Because my karma has taught me the following lesson: Our level of happiness is directly proportionate to the time elapsed between the unfortunate event (pffft) and the burst of laughter (lol), i.e.:
happiness = pffft-lol
In this equation, the *hyphen* represents the shortest elapsed time possible between the disaster and the roaring laughter.
This is precisely what we are shooting for.
This tiny line — the hyphen — is the key to our happiness.
Now, I don’t know how long your line is at the moment, but if it takes you a few years to finally be able to chuckle about something that hurt you or broke your heart, I’d say your line is pretty long. Don’t worry, though: your humour is alive and well and growing under your pile of manure.

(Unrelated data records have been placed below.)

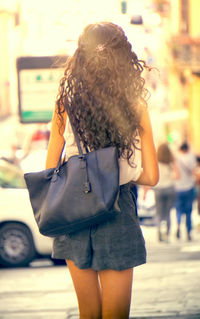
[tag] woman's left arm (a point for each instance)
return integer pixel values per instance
(56, 141)
(150, 172)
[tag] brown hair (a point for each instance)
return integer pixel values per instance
(103, 88)
(164, 154)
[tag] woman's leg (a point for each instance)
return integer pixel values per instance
(116, 293)
(87, 289)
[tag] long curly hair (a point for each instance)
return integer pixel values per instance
(103, 88)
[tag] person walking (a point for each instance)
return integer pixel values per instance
(186, 164)
(165, 191)
(104, 90)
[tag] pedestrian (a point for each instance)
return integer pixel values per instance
(185, 187)
(165, 191)
(197, 182)
(103, 87)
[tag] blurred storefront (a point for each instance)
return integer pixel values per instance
(184, 69)
(9, 20)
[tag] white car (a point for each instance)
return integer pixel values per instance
(20, 240)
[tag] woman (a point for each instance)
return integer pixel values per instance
(103, 87)
(165, 191)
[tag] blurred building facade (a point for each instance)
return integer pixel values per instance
(184, 69)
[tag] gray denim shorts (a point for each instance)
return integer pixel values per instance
(116, 244)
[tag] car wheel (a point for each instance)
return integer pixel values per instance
(16, 245)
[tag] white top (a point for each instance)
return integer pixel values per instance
(126, 172)
(166, 178)
(186, 163)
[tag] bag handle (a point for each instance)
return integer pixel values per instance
(83, 164)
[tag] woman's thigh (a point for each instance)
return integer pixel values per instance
(116, 293)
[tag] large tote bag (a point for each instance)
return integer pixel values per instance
(76, 194)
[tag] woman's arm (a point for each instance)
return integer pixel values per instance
(56, 141)
(150, 172)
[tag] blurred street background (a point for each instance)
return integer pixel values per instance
(36, 37)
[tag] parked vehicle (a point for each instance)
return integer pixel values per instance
(20, 240)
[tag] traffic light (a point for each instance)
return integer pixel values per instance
(123, 7)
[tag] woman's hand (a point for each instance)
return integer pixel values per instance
(56, 141)
(150, 172)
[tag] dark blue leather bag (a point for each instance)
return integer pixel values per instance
(76, 194)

If it takes you only a month or two before you crack up and laugh — during which period you complain, bicker, rage, and have either migraines or heartburn, BUT you also either meditate or jog, read about Buddha or study the Torah, take up fly fishing or watch Oprah — then this means you are determined to snap out of your rut and quit tormenting yourself. Bravo! For this, I give you 500 Giggle Points and a Bamboo Back Scratcher.
Eventually — and this I know for sure — you will reach a point where immediately upon hitting a bump in the road, you will accept, forgive, let go, relinquish control, trust in the journey, and spy with your little eye something that is funny.
That day, sweet soul, you will roll on the floor,
laughing your heart out.
It will be
~ THE BEGINNING ~
and you will live happily ever after!